Is it a phone? Or maybe a tablet with removable gamepads kind of like a Nintendo Switch? No one really knows, but Razer has been rumoured to be working on a mobile gaming gaming device for quite some time now, and according to a new interview between CNBC and Razer CEO Min-Liang Tan, it seems like that might actually happen.
This is Razer's Project Fiona concept from back in 2012. Doesn't it remind you of something Nintendo released earlier this year? (Image: Razer)

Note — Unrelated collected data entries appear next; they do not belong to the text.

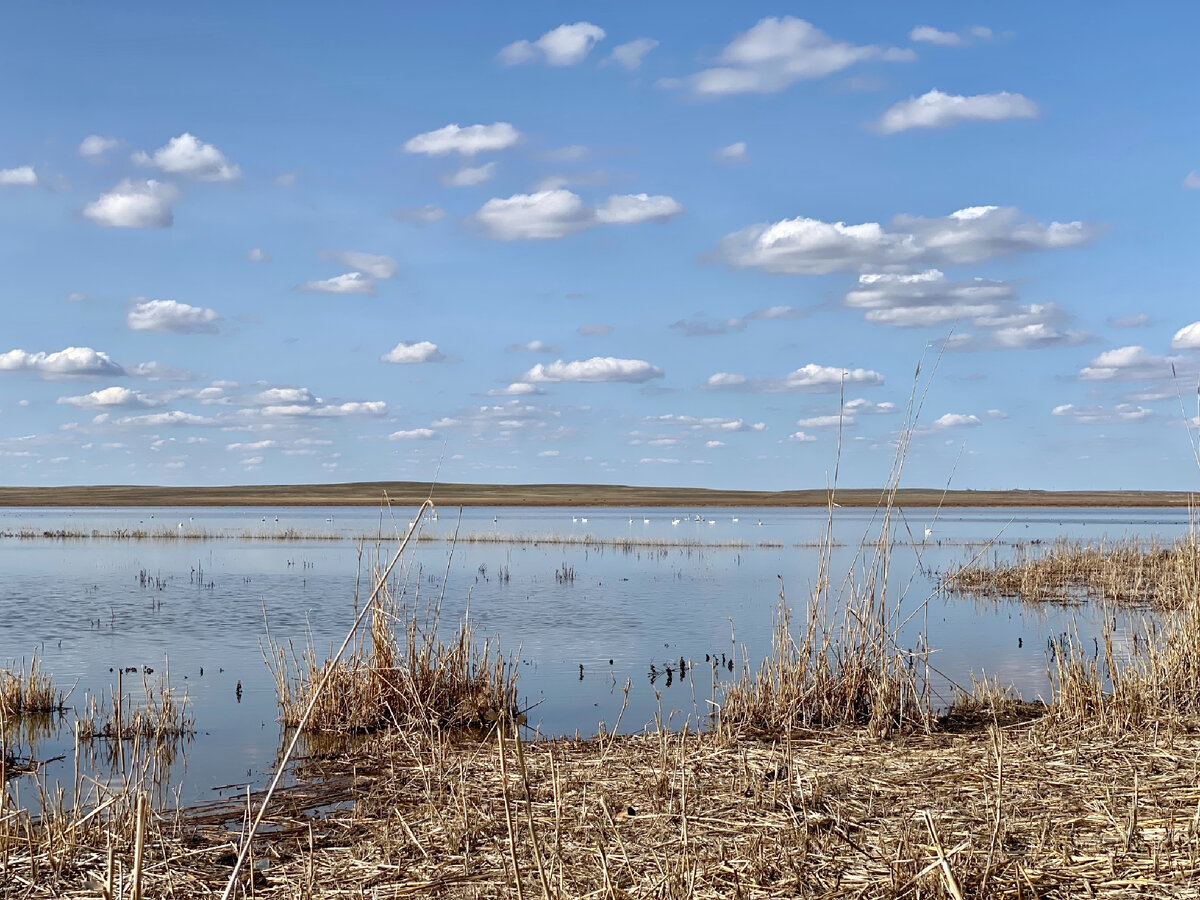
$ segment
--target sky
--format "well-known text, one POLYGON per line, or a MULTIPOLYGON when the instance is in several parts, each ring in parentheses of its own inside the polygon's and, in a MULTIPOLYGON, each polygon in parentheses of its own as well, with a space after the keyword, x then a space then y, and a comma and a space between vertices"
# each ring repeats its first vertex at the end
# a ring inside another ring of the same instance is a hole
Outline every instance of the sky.
POLYGON ((5 23, 0 483, 1200 483, 1195 4, 5 23))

In addition to its range of gaming PCs and peripherals, Razer has become known for its far out gaming concepts such as the Project Valerie triple-screen laptop, the Project Christine modular PC and the Project Fiona gaming tablet. But aside from the Fiona, none of those concepts ever made it to retail, which is a big reason why all the whispers about a rumoured Razer mobile gaming device were so hard to believe. Rumours hit a fever pitch in January when Razer bought the Nextbit Robin smartphone brand.
If you look at Razer's portfolio, a dedicated gaming device makes a lot of sense. Razer has the PC side of things covered, and the company has dabbled in things such as smart watches and fitness bands before. But for people who want to take their games on the go, the cheapest thing Razer currently offers is a $2199 ultraportable notebook, which doesn't actually have that much gaming cred on its own since the system doesn't have a discrete graphics card.

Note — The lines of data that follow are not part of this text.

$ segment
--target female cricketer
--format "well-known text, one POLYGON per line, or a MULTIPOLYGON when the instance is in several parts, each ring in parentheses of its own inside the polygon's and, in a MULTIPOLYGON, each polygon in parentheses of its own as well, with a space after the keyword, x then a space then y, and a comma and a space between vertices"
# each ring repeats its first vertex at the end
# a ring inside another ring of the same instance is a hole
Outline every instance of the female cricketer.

There are a lot of ways Razer could go on a mobile gaming device. With the rise of smartphone gaming, Razer could shoot for an updated take on Sony's Xperia Play phone, which was a neat idea, but way ahead of its time. Or Razer could refine its Project Fiona concept from 2012 and make a portable gaming tablet with removable controllers made for playing PC games via Steam or GOG on the go.
Yet there is a wrinkle that could prevent Razer's upcoming mobile gaming whatever from ever seeing the light of day. In the same interview with CNBC, Tan talked about Razer's plans to go public sometime later this year. Tan said that "Having that war chest from the IPO would allow us to [invest in R&D] and much more. And that's what we want to continue doing: To make cool products."
This suggests that if the IPO doesn't generate enough money for the company, Razer may not want to use its newfound capital to build a potentially risky mobile gaming device. But if it does happen, Tan said he's hoping that the company will have something to show by the end of the year. I'm willing to give him an extra two weeks (so generous, I know), but if we don't hear about anything by the time CES 2018 wraps up, it might be time to put to rest your dreams of a Razer version of the Switch.